A vintage minifig-scale 1960s Formula One car inspired by the Lotus 49.
About this creation
Inspired by the Lotus 49 that raced from 1967 to 1970. It's not a true copy, because I couldn't properly replicate the 49's open-nose layout. Other builders have sacrificed the sleek aero profile to create an inlet at the front, but I was more interested in keeping the sleek profile.
Without the opening in the front, I think it looks more like a '50s Indy racer or an early '60s Formula Two car. The driver sports Graham Hill's distinctive dark blue helmet (although this driver's mustache could use a trim).

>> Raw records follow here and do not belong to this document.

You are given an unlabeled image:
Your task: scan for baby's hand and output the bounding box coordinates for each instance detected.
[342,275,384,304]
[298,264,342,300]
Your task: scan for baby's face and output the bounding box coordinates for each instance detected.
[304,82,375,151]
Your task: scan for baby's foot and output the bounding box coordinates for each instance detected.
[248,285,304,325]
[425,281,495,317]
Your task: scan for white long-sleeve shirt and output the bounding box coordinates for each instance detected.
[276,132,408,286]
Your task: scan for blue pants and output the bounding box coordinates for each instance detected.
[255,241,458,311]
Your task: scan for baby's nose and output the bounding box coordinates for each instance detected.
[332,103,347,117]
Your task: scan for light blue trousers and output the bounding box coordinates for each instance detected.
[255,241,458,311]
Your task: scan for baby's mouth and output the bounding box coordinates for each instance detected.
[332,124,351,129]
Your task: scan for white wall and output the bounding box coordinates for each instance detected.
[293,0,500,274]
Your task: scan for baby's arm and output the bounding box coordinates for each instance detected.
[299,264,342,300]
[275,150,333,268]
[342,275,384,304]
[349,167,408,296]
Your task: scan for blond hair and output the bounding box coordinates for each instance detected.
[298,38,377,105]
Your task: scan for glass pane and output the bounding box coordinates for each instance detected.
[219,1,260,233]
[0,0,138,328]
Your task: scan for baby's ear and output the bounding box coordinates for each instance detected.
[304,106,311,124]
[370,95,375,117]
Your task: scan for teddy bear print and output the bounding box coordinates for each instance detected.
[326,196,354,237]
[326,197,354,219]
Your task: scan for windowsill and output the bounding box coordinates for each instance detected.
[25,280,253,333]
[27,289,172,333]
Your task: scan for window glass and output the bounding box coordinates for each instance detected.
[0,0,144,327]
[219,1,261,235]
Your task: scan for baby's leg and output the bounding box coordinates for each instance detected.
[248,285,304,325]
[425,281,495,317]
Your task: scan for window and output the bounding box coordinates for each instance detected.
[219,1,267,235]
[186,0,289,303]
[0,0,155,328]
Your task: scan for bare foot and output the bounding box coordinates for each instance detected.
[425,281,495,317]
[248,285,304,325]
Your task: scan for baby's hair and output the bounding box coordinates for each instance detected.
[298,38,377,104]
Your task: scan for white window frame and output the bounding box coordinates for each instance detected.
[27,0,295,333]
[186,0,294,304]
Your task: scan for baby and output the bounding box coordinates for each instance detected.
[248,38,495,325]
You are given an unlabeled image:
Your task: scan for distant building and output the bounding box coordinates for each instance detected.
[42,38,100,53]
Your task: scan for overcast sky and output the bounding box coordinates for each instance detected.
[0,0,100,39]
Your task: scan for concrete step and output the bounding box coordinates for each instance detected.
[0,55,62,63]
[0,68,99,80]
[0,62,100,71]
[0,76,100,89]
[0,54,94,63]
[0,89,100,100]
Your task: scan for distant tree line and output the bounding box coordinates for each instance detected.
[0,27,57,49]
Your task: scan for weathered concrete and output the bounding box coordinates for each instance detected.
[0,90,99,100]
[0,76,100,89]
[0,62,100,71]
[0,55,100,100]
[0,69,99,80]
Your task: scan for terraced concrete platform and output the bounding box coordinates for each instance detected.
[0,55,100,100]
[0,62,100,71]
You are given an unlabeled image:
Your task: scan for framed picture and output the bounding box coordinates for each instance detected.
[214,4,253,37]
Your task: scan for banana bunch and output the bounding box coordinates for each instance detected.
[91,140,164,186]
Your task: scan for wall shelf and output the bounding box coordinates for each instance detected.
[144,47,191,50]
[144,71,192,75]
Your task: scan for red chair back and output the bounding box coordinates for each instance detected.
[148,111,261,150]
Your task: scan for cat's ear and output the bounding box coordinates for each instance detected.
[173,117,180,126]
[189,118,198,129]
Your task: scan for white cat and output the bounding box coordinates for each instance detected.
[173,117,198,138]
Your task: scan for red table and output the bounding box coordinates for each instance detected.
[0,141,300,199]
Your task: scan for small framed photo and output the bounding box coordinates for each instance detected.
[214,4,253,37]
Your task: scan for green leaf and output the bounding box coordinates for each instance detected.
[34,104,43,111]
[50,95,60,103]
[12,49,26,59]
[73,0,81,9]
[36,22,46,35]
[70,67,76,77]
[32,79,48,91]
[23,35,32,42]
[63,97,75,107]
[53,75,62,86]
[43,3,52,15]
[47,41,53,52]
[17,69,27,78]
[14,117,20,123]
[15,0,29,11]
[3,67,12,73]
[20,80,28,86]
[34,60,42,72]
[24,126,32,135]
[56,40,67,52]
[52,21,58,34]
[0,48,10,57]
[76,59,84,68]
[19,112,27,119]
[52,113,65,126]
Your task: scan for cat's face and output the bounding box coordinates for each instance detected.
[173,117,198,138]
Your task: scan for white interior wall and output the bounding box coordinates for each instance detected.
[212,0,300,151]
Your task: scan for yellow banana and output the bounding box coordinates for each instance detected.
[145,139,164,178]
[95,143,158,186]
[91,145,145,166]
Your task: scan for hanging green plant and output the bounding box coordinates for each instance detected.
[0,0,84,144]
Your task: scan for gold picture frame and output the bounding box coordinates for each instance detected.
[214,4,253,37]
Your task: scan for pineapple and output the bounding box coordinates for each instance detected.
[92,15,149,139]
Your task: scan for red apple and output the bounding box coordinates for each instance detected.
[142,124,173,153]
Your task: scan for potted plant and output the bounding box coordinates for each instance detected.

The scale is significantly larger than my previous attempts at F1 cars. This model started with the driver's compartment, followed by the engine. From there, I looked at reference pictures of the Lotus 49 to determine the right scale.
A sleek (if simplistic) aerodynamic shape inspired by early '60s that predates the true monocoque design
Ideally, the rear tires should be wider than the front tires. The wide stance and treaded tires give it a classic look.
Here's my simple attempt at recreating the Hewland gearbox. The Cosworth DFV engine is a legend in Formula One. Introduced in 1967 by Lotus, the DFV eventually became the engine of choice in F1. By 1975, the Cosworth DFV was powering every F1 team except two (Ferrari and BRM). Over the course of its lifetime, the Cosworth DFV won 12 F1 championships, 10 Indy 500s, and two Le Mans 24 Hours victories.
Here's the technique I used to make the engine. I knew that I wanted to use upside down cylinders to mimick the Cosworth DFV's distinctive inlet trumpets, but it took me a while to figure out an effective way to attach them to the chassis. The valve covers are quite plain, but I like the general look of the completed engine.
Here's what it might look like on the track. I wouldn't mind taking it for a spin.
I couldn't resist a quick mockup of the 1969 Gold Leaf-sponsored Lotus. The 49 was one of the last F1 cars to be introduced in the era before wings and spoilers. Some of those early attempts at generating downforce look like they were built in somebody's shed.